VAR is not a Good Risk Measure
Value at Risk (VAR) has taken alot of heat lately and deservedly so.
VAR, as banks are required to calculate it, relies solely on recent past data for calibration. The use of “recent” data means that following any period of low losses, the VAR measure will show low risk. That is just not the case. It fails to recognize the longer term volatility that might exist. In other words if there are problems that have a periodicity longer than the usual one year time frame of VAR, then VAR will ignore them most of the time and over emphasize them some of the time. Like the stopped clock that is right twice a day, except that VAR might never be right.
Risk models can be calibrated to history, long term or short term, or to future expectations, either long term or short term or they can be calibrated to assumptions consistent with market prices, either spot or over some period of time. Of those six choices, VAR is calibrated from one of the less useful possible choices.
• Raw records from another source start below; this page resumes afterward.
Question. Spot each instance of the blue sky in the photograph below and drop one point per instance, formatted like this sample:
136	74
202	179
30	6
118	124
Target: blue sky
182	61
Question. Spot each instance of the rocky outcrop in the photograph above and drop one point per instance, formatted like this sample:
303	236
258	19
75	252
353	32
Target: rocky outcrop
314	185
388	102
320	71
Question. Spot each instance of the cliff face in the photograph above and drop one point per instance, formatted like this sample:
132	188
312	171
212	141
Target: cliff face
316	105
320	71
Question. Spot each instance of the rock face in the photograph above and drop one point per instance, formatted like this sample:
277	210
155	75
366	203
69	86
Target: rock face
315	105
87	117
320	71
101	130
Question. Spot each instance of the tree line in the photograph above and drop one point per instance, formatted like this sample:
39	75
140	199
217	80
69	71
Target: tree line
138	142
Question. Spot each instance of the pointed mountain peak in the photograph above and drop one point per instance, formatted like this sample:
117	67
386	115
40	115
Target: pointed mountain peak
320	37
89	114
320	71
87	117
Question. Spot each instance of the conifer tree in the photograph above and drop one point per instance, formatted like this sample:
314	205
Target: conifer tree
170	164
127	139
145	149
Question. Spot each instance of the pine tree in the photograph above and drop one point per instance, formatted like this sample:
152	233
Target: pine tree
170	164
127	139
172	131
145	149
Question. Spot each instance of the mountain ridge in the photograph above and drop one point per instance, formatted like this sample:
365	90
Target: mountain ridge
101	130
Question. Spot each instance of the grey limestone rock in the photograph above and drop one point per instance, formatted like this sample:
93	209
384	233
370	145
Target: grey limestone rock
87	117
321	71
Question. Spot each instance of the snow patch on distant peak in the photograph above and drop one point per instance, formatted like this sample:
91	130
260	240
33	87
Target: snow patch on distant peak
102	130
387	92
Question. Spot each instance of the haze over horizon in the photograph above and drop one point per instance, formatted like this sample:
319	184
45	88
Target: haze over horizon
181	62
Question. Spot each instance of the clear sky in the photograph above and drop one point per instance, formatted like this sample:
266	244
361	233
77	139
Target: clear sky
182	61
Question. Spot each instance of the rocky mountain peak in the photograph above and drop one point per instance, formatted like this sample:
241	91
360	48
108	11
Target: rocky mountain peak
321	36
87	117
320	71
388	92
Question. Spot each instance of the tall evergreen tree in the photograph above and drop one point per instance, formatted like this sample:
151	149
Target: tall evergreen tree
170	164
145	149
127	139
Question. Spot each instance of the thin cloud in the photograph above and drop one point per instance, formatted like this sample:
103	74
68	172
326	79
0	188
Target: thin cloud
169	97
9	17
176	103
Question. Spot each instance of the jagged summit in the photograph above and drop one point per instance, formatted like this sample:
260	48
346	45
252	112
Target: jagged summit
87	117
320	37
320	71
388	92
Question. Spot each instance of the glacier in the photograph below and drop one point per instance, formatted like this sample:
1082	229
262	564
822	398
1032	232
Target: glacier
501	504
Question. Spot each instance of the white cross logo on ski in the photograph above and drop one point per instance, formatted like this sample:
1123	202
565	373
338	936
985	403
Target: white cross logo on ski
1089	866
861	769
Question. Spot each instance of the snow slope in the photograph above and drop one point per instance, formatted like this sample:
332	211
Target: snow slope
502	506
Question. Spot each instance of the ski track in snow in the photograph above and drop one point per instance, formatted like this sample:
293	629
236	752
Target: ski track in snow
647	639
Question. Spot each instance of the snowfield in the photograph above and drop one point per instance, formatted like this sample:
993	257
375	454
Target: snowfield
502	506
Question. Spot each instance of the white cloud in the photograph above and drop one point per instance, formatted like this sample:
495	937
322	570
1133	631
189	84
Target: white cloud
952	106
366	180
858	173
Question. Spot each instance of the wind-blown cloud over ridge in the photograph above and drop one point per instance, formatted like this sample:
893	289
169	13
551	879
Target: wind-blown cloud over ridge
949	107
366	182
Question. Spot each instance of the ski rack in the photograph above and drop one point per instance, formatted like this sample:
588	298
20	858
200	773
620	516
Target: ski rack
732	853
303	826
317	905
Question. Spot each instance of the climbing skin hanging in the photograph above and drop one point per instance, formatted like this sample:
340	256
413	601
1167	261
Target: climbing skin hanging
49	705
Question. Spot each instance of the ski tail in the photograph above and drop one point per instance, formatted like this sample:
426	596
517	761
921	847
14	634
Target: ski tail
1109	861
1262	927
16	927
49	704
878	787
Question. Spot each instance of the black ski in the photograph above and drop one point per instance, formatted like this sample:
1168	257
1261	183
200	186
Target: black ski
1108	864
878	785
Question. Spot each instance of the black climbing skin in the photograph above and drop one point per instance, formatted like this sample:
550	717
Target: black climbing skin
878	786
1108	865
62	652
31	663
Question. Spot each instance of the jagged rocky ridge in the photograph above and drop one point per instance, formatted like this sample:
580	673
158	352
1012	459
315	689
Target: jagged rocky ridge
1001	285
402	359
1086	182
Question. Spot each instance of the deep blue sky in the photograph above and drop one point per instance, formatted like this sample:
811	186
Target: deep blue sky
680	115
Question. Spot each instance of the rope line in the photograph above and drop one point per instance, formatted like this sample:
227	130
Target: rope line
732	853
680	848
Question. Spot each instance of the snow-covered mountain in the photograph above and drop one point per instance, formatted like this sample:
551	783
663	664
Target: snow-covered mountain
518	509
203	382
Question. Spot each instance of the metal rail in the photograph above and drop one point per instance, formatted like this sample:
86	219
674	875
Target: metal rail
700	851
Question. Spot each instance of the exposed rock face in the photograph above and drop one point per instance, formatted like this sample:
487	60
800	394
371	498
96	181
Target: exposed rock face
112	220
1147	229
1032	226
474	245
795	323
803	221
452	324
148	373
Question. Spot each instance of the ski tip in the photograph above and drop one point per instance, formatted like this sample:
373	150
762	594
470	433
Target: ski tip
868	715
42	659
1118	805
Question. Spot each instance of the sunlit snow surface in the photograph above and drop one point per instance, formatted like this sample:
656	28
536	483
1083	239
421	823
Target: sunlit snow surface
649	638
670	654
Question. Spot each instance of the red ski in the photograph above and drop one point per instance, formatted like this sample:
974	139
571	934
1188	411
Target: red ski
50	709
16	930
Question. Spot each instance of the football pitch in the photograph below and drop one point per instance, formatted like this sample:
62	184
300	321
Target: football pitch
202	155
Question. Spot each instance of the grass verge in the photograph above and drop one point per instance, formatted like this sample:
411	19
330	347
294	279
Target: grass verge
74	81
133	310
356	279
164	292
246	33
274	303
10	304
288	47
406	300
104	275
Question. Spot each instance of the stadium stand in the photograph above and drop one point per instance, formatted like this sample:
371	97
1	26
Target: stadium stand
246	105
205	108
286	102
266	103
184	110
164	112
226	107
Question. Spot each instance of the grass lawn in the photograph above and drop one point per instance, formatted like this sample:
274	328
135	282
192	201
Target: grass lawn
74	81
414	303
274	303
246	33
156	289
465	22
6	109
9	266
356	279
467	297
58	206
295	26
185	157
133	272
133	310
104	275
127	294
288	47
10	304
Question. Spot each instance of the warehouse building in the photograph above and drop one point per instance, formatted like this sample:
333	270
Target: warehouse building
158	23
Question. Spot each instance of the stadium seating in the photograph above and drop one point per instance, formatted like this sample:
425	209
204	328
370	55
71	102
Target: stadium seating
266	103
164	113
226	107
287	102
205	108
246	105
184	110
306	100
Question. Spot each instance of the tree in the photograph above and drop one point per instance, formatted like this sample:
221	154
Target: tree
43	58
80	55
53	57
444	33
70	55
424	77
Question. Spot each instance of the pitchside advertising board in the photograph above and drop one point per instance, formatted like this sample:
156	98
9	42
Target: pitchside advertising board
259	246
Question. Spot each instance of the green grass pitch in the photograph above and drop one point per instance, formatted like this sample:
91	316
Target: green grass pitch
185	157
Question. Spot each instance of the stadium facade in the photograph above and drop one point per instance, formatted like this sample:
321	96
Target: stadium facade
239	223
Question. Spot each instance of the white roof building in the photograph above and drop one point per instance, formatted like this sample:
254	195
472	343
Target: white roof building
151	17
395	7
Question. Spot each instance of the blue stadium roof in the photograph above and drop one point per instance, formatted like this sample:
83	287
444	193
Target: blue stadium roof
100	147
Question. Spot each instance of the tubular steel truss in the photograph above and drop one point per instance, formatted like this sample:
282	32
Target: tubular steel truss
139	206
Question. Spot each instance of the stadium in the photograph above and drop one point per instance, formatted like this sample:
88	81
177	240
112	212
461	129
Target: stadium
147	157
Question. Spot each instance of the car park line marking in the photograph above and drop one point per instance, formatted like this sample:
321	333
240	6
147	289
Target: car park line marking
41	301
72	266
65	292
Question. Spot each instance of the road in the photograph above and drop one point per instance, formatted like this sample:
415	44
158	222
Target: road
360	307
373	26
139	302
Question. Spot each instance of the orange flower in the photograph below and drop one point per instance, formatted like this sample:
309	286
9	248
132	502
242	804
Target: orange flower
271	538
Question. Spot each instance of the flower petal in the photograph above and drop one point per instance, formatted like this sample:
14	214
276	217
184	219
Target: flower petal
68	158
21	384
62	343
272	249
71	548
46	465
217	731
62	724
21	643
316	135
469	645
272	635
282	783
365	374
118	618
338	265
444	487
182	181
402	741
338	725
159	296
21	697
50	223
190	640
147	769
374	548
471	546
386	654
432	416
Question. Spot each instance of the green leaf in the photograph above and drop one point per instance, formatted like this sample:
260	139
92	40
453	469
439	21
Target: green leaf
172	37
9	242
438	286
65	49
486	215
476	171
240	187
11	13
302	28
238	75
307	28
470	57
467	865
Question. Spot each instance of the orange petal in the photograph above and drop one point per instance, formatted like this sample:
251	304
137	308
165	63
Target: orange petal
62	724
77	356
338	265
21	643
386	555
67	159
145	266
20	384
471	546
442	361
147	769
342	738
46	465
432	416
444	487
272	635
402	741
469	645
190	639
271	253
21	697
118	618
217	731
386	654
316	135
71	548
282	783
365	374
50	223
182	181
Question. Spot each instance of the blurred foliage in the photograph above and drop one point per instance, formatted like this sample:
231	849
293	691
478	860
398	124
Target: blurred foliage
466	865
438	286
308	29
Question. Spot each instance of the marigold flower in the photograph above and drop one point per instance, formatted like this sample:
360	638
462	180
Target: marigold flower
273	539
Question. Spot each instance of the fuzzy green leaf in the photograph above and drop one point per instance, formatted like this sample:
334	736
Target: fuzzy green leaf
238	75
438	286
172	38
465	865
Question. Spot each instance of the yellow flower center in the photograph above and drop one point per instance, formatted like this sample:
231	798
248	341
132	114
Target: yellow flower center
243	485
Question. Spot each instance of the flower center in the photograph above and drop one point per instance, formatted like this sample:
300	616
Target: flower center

What VAR does is to answer the question of what would the 1/100 loss have been had I held the current risk positions over the past year. The advantage of the definition chosen is that you can be sure of consistency. However, that is only a consistently useful result if you always believe that the world will remain exactly as risky as it was in the past year.
If you believe in equilibrium, then of course the next year will be very similar to the last. So risk management is a very small task relating to keeping things in line with past variability. However, the world and the markets do not evidence a fundamental belief in equilibrium. Some years are riskier than others.
So VAR is not a Good Risk Measure if it is taken alone. If used with other more forward looking risk measures, it can be a part of a suite of information tat can lead to good risk management.
On the other hand, if you divorce the idea of VAR from the actual implementation of VAR in the banks, then you can conclude that Var is not a Bad Risk Measure.